Alpecin-Deceuninck beschikt over een indrukwekkend arsenaal aan cyclocrosstalent met zowel de regerend wereldkampioen bij de elite, als de regenboogtruidrager bij de U23 Tibor Del Grosso. De 21-jarige Nederlander staat te trappelen om in de voetsporen van Mathieu van der Poel te treden en ziet zichzelf als een vergelijkbaar type renner.
"Ik neig toch wel naar de klassiekers hoor. Ook het lichte heuvelwerk kan ik nog wel aan. Een beetje hetzelfde type renner als Mathieu van der Poel. Maar dan wat minder goed...", grapte Del Grosso in gesprek met WielerRevue. Ook qua programma wil hij zich spiegelen aan de veelzijdige agenda van de wereldkampioen in het veld en op gravel.
"Dat ben ik zeker van plan. Er zijn genoeg jongens die laten zien dat dat hartstikke succesvol kan. Ik vind het leuk om af te wisselen dus zal ik de komende jaren dat ook blijven doen. Af en toe is het mentaal wel een beetje zwaar om het hele jaar aan te staan. Maar ik vind het ook fijn om met een doel bezig te zijn en een hele winter zonder cross zie ik niet zitten."
Tibor Del Grosso reed afgelopen winter geen uitgebreid crossprogramma, maar maakte indruk door vier van de zes World Cup-wedstrijden te winnen en vervolgens de wereldtitel te veroveren in Tábor. Hij versloeg daar Emiel Verstrynge en Jente Michels. Ook op de weg draaide hij een vol seizoen. Hij behaalde enkele overwinningen in de ontwikkelingsploeg van Alpecin-Deceuninck en reed daarnaast ook een aantal wedstrijden met de elite.

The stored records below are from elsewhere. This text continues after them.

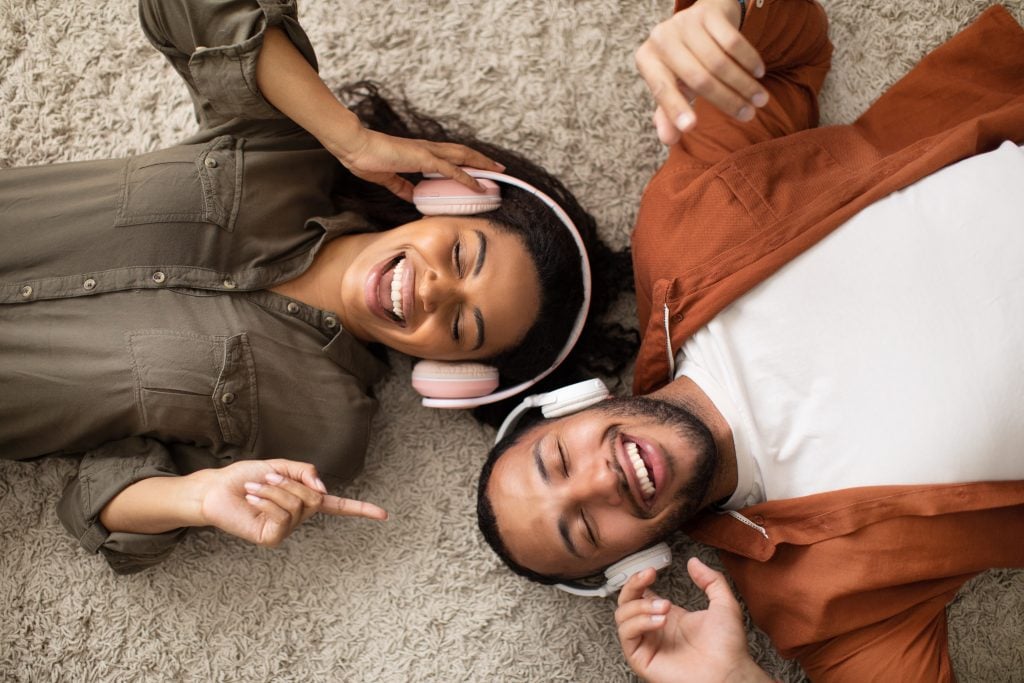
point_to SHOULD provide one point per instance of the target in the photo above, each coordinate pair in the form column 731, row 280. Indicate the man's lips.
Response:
column 653, row 461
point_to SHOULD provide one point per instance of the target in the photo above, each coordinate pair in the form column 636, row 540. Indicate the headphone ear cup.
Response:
column 445, row 197
column 574, row 397
column 435, row 379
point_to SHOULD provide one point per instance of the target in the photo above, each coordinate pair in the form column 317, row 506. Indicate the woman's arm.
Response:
column 293, row 86
column 260, row 501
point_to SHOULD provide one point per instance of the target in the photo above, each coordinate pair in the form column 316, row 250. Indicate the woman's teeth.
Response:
column 396, row 280
column 646, row 487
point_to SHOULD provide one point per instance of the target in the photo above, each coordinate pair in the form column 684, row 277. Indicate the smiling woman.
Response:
column 225, row 301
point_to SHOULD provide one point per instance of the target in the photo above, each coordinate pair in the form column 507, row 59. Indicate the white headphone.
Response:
column 472, row 384
column 560, row 402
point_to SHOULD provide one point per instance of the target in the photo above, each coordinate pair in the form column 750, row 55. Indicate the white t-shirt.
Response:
column 892, row 352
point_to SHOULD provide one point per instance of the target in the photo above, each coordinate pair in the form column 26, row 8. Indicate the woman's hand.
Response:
column 263, row 501
column 379, row 158
column 666, row 643
column 289, row 83
column 699, row 52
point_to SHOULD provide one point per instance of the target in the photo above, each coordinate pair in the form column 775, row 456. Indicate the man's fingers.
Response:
column 648, row 606
column 715, row 76
column 346, row 507
column 635, row 587
column 635, row 628
column 712, row 583
column 735, row 45
column 663, row 83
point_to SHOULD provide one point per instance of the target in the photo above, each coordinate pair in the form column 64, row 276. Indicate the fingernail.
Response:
column 684, row 121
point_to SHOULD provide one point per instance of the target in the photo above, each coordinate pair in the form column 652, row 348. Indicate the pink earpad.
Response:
column 454, row 380
column 445, row 197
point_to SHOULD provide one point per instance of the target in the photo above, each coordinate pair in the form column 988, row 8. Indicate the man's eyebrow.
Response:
column 540, row 462
column 481, row 252
column 563, row 526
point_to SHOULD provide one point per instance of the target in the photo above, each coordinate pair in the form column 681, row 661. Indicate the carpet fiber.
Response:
column 418, row 598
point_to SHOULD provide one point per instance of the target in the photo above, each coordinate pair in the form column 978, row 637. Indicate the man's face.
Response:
column 576, row 495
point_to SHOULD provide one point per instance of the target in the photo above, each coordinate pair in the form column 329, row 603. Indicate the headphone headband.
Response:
column 581, row 319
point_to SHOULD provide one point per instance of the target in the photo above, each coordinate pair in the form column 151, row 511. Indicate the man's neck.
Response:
column 685, row 393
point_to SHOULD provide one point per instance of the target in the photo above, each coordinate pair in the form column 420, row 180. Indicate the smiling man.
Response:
column 830, row 356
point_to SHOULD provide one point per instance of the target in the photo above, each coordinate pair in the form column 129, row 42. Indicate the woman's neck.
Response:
column 320, row 286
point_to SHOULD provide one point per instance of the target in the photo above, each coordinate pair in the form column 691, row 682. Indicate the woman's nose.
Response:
column 435, row 290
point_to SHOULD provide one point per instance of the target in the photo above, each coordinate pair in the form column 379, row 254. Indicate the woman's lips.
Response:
column 377, row 290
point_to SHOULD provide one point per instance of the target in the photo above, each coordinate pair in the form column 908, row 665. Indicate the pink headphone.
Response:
column 471, row 384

Met een contract dat loopt tot 2027 staat Del Grosso in 2025 een promotie naar de WorldTour-ploeg te wachten, waar hij zich zal voegen bij onder anderen Mathieu van der Poel en Jasper Philipsen. "Ik hoop ooit in de allergrootste koersen mee te doen voor de overwinning. Dan droom ik wel van koersen als de Ronde van Vlaanderen en Parijs-Roubaix. Daar hoop ik binnen een paar jaar al wel vooraan mee te doen", vertelt hij ambitieus.
Toch blijft Del Grosso realistisch over zijn rol in het team. "Ik weet niet of het al een toegevoegde waarde is om daar volgend jaar aan de start te komen. We hebben met Mathieu natuurlijk een topfavoriet in huis en die moet zo goed mogelijk ondersteund worden. Als het komt dan komt het. En anders wacht ik nog een jaartje. Het klopt dat er steeds vaker jonge renners meteen doorbreken bij de profs maar het merendeel is gewoon op z’n best op z’n 28ste. Daar maak ik me dus niet druk om", besluit hij.